Everything works fine, and I get decrypted data. However, after each authentication on the app API using AuthRefreshToken, the token changes and I have to immediately save it back to the KeyStore. When this happens, I use below code, which displays the BiometricPrompt again. This causes the UI flow to show the BiometricPrompt twice:

biometricPrompt = BiometricPromptUtils.createBiometricPrompt(this, ::encryptServerTokenToStorage)
val promptInfo = BiometricPromptUtils.createPromptInfo(this)
biometricPrompt.authenticate(promptInfo, BiometricPrompt.CryptoObject(cipher))

fun encryptServerTokenToStorage(authResult: BiometricPrompt.AuthenticationResult) {
    authResult.cryptoObject?.cipher?.apply {
            SampleAppUser.refreshAuthToken?.let { refreshAuthToken ->
                Log.d(TAG, "The token from server is $refreshAuthToken")
                val encryptedServerTokenWrapper = cryptographyManager.encryptData(refreshAuthToken, this)
                // Now save encrypted authRefreshToken together with initializationVector in the app prefs for future authentications
            )
        }
    }
}

How can I authenticate at once with the BiometricPrompt so that I have full read/write access to the KeyStore for, let say, 1 minute or a longer interval without calling the BiometricPrompt multiple times?

I have tried different approaches and tried recreating the Cipher or reinitializing it for a different purpose, however in all these and similar attempts I am getting Javax.Crypto.IllegalBlockSizeException with message 'Key user not authenticated'

The keystore initialization is as follows:

    // If Secretkey was previously created for that keyName, then grab and return it.
    val keyStore = KeyStore.getInstance(ANDROID_KEYSTORE)
    keyStore.load(null) // Keystore must be loaded before it can be accessed
    keyStore.getKey(keyName, null)?.let { return it as SecretKey }

    // if you reach here, then a new SecretKey must be generated for that keyName
    val paramsBuilder = KeyGenParameterSpec.Builder(
        keyName,
        KeyProperties.PURPOSE_ENCRYPT or KeyProperties.PURPOSE_DECRYPT
    )
    paramsBuilder.apply {
        setBlockModes(ENCRYPTION_BLOCK_MODE) // KeyProperties.BLOCK_MODE_GCM
        setEncryptionPaddings(ENCRYPTION_PADDING) // KeyProperties.ENCRYPTION_PADDING_NONE
        setKeySize(KEY_SIZE) // 256
        setUserAuthenticationRequired(true) // This is required for BiometricPrompt to work properly
    }

    val keyGenParams = paramsBuilder.build()
    val keyGenerator = KeyGenerator.getInstance(KeyProperties.KEY_ALGORITHM_AES, "AndroidKeyStore")
    keyGenerator.init(keyGenParams)
    return keyGenerator.generateKey()
}

Answer 1

Make sure to call setUserAuthenticationParameters during keystore initialisation with the timeout set to the value you want.

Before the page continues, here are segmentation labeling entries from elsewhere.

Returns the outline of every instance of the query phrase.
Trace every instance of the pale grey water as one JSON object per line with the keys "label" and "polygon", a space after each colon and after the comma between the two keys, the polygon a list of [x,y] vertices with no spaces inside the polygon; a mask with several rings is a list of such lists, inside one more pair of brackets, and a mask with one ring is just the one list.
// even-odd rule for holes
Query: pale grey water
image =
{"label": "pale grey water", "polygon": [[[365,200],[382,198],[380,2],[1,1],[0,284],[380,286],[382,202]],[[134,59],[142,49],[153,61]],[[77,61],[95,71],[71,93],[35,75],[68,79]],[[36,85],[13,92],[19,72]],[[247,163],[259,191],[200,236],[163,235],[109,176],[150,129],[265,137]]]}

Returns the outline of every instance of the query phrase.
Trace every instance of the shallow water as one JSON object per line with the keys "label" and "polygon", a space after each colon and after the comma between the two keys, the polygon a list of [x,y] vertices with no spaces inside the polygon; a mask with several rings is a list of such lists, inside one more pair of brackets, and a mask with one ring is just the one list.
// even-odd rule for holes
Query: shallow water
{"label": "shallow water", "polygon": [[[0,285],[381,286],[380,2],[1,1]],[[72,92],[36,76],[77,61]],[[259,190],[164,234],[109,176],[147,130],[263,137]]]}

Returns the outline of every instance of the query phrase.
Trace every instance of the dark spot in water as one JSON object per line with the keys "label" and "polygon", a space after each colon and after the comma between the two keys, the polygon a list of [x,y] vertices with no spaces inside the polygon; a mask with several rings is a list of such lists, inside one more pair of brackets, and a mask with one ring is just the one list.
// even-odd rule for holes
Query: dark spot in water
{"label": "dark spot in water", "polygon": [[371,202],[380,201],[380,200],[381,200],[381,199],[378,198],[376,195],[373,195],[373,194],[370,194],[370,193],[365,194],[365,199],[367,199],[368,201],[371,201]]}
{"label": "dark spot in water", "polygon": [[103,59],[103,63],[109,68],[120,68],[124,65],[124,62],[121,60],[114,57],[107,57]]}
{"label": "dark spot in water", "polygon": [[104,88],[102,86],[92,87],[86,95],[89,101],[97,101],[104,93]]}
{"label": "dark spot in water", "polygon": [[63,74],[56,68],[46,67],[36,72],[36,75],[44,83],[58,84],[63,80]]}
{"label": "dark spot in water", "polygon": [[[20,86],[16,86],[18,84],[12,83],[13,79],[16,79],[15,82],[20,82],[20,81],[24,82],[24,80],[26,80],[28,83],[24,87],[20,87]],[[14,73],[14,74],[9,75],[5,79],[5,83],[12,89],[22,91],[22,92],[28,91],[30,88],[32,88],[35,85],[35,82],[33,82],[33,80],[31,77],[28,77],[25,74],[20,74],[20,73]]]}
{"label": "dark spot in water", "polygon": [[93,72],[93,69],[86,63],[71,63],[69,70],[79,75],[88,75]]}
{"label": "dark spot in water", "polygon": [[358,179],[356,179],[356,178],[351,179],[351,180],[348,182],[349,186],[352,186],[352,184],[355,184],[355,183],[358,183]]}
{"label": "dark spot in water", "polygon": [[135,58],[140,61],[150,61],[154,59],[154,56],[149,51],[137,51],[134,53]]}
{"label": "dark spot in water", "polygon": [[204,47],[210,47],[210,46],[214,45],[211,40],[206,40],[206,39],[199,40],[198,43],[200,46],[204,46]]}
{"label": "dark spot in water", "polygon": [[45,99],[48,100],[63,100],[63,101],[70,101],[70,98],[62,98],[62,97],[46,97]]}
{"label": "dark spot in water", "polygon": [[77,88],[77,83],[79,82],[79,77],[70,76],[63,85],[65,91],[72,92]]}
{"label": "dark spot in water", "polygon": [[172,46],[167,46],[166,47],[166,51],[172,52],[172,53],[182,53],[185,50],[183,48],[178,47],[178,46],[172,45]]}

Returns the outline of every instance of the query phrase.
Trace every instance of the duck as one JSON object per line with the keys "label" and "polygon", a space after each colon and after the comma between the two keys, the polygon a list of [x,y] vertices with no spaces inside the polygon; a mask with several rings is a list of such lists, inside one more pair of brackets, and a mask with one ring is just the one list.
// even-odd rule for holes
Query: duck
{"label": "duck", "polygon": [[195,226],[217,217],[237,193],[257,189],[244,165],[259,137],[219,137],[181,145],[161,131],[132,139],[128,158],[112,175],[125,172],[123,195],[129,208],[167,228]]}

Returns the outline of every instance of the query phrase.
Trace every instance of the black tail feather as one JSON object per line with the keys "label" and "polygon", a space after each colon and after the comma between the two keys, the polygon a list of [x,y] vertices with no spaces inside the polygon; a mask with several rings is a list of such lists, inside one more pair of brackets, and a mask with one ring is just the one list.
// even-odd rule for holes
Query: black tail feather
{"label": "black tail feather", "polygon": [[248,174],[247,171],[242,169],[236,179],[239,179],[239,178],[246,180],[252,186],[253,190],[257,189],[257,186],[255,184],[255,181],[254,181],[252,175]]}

public KeyGenParameterSpec.Builder setUserAuthenticationParameters (int timeout, int type)

Sets the duration of time (seconds) and authorization type for which this key is authorized to be used after the user is successfully authenticated. This has effect if the key requires user authentication for its use (see setUserAuthenticationRequired(boolean)). By default, if user authentication is required, it must take place for every use of the key.